The system0, . . ., systemI, . . ., systemN blocks implement the monitoring
logic for each of N user specified properties. Each systemI block consists of two
automatically generated modules: bus interfaceI contains all logic that depends on
the specific choice of communication interface (PCI bus), while monitorI contains
all logic that depends on the formal language used to specify the property. This
separation provides good modularity and facilitates code reuse. bus interfaceI
first receives as input the decoded bus signals and generates events, which are
sequentialized by the events sequentializer submodule (see Section 4.2.3), and
then passed to monitorI using the seq events wires. monitorI checks whenever the
formula for the I-th property is validated/violated and passes the information back
to bus interfaceI, which can then execute three types of recovery: 1) disconnect a
monitored peripheral from the bus using the stop signal; 2) send information to
the user using the serial output module, which implements a RS-232 transmitter;
3) start a write transaction on the bus using the master module.

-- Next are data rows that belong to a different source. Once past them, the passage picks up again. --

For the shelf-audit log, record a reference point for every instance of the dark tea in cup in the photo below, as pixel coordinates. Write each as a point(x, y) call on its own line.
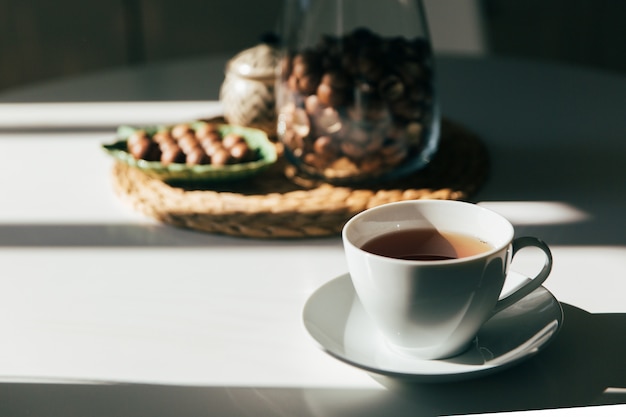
point(426, 245)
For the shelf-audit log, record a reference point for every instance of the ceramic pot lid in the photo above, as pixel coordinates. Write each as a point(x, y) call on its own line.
point(258, 62)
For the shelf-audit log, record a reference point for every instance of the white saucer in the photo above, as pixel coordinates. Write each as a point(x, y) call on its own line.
point(334, 317)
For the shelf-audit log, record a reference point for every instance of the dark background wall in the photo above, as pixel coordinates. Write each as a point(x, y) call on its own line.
point(46, 39)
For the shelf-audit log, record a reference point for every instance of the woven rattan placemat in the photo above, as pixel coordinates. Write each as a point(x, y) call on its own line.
point(273, 206)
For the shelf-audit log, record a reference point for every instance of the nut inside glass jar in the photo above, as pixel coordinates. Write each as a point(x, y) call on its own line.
point(358, 107)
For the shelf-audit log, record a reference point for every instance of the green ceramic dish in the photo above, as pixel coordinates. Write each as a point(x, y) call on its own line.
point(257, 140)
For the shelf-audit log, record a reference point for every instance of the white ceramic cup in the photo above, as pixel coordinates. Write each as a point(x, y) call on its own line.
point(433, 309)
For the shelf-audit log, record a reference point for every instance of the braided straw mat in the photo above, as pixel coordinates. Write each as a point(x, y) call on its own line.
point(272, 206)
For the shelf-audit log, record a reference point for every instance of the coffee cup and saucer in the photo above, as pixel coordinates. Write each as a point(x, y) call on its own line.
point(429, 295)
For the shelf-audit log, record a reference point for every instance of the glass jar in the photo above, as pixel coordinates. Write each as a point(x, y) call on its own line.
point(356, 98)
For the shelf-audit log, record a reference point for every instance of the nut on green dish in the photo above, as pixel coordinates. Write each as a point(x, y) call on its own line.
point(194, 152)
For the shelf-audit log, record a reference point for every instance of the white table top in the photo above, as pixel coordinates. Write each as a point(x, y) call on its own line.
point(106, 312)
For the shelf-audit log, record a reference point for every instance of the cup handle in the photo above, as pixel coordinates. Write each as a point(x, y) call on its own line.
point(532, 284)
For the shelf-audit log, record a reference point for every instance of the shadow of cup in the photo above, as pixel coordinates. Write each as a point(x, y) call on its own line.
point(584, 365)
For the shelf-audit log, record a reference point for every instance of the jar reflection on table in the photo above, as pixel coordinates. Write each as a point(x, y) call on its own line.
point(355, 95)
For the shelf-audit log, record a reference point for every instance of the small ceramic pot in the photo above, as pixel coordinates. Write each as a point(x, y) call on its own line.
point(247, 93)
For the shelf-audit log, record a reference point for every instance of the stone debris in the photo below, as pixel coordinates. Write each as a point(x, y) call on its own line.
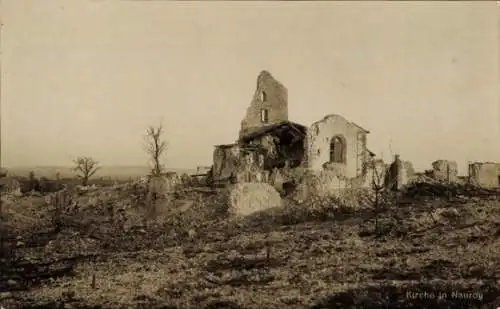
point(247, 198)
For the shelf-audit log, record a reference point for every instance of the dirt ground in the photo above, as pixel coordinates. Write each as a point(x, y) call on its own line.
point(427, 253)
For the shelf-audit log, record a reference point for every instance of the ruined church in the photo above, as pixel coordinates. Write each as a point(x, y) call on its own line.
point(271, 148)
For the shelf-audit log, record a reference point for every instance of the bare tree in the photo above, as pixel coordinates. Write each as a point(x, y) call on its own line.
point(85, 168)
point(377, 187)
point(155, 148)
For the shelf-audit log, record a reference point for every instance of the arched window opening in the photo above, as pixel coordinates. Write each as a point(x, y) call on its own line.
point(337, 150)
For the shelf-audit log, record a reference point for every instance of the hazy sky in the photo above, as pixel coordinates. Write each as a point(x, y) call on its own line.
point(88, 77)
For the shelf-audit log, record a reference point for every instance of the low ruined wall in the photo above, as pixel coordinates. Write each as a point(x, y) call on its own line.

Finally, since it is
possible for multiple systemI modules to initiate recovery at the same time, we pro-
vide queuing functionalities for serial output and master in modules master queue
and serial queue, respectively.
It is important to notice that in the current implementation the time elapsed
from any event that triggers a validation/violation to executing the corresponding
handler is at most 4 clock cycles. This time is short enough to execute a recovery
action before a faulty peripheral is allowed to start a new transaction, as PCI
arbitration overhead prevents a peripheral from transmitting immediately.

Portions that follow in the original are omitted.